Therefore, whether or not the 80% figures are accurate, they highlight the importance of unstructured data.
In this article, we’ll look at the wide variety of unstructured data, the structures that exist in unstructured data, NAS and object storage, and cloud services that target unstructured data.
There is no one size fits all in terms of storage
In terms of size and format, unstructured data can comprise everything from monitoring data from remote Internet of Things (IoT) systems to video.
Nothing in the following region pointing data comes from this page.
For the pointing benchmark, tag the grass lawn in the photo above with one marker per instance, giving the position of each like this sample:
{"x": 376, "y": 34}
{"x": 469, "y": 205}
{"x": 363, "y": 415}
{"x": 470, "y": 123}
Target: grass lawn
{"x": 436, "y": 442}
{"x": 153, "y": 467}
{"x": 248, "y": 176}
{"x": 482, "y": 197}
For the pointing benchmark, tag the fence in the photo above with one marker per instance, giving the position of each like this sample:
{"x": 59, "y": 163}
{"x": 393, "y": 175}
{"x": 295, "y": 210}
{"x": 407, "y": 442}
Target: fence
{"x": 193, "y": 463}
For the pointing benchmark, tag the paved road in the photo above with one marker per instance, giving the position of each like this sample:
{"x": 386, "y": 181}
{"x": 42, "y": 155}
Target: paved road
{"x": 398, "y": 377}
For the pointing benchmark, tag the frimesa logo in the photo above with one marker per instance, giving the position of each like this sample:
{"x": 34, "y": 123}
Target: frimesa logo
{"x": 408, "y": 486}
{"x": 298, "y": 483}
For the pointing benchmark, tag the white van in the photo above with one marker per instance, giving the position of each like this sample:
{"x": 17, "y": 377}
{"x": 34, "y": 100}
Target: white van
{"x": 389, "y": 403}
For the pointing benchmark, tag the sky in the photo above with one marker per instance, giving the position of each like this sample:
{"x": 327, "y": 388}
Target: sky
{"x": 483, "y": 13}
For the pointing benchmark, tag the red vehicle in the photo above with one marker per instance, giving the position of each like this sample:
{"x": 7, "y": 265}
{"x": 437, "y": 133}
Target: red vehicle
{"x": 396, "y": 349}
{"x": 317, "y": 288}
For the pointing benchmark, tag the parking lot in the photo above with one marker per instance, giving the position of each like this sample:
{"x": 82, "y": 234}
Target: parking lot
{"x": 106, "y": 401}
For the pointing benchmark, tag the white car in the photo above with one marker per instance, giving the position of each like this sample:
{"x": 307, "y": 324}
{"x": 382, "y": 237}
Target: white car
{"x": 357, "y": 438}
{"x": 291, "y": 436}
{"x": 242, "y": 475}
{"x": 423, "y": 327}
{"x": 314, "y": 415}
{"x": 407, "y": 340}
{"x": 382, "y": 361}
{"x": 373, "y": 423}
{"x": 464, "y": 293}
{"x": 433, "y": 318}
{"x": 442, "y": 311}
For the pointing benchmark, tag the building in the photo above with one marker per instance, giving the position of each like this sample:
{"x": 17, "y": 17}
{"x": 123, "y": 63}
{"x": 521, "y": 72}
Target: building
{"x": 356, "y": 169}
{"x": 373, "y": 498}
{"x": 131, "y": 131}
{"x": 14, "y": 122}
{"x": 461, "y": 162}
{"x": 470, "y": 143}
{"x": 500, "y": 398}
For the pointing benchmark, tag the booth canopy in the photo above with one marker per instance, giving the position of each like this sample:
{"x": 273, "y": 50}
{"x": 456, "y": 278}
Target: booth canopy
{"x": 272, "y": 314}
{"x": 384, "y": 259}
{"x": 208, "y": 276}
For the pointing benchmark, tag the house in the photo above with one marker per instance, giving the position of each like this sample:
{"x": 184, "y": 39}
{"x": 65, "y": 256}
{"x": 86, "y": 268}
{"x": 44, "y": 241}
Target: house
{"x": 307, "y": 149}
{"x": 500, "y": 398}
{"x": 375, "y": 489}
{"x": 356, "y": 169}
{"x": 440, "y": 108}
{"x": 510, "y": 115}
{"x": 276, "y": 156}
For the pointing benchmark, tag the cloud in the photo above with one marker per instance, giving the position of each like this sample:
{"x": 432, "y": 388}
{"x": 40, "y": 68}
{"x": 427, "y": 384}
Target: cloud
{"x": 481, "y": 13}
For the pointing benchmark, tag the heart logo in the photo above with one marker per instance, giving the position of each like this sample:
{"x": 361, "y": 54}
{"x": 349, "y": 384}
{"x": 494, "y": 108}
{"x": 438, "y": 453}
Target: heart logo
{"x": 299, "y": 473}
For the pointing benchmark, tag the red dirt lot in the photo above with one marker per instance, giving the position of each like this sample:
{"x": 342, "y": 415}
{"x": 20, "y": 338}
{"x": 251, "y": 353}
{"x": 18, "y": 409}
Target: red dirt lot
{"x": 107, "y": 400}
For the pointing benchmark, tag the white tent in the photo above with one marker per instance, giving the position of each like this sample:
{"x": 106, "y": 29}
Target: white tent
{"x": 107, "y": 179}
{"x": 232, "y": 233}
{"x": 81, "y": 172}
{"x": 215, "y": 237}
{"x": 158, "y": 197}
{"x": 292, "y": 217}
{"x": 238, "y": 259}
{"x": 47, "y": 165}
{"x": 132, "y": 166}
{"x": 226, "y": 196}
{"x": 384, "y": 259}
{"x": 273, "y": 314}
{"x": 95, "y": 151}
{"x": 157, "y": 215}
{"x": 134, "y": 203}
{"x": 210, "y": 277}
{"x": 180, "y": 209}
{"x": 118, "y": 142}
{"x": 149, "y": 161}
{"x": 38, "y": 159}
That encompasses file sizes ranging from a few bytes to several gigabytes or more. In between, there is a lot of text-based data that is derived from emails, reports, customer interaction, etc.
To define it, we can say that it is the type of data that is not kept in the structured format that we associate with a traditional relational database. Instead, it could reside in any form between raw data and some kind of NoSQL database, actually encompassing a range of products / methods for sorting data that go beyond the traditional SQL way of doing things.
The type of storage required depends on two things. We are not talking here about the database in use, but the storage it is in.
The requirements here refer to your capacity, but also to the I / O requirements that your organization will place on you.
Therefore, unstructured data storage could be anything from relatively low volume and low I / O performance, such as NAS, object storage device, or cloud instance, to huge distributed file storage. or high performance objects.
Not as unstructured as you might think
“Unstructured” may be a misnomer. In fact, you could view existing unstructured data on a continuum. At one extreme would be things like IoT data, emails, documents, and possibly some less obvious candidates like voice and video that have metadata headers or come with formats (XML, JSON) that allow for basic analysis. These are semi-structured data.
At the other extreme, there would be a large amount of text sourced from websites or social media posts that would be the most difficult to analyze and process.
It is beyond the scope of this article to go into detail about data lakes, warehouses, marts, swamps, etc., and the methods for sorting data within them, such as NoSQL.
The key decision from the first point remains: the back-end storage will depend on the required capacity and access times, the I / O profile, and the potential availability and ability to scale.
NAS is not what it used to be. Scale-out NAS has brought file access storage into the realm of very high capacity and performance. NAS used to mean a single filing cabinet, and that meant the potential to be isolated.
Scale-out NAS is built with a parallel file system that provides a single namespace across multiple NAS boxes with the ability to scale to billions of files. Capacity can be added and, in some cases, processing power as well.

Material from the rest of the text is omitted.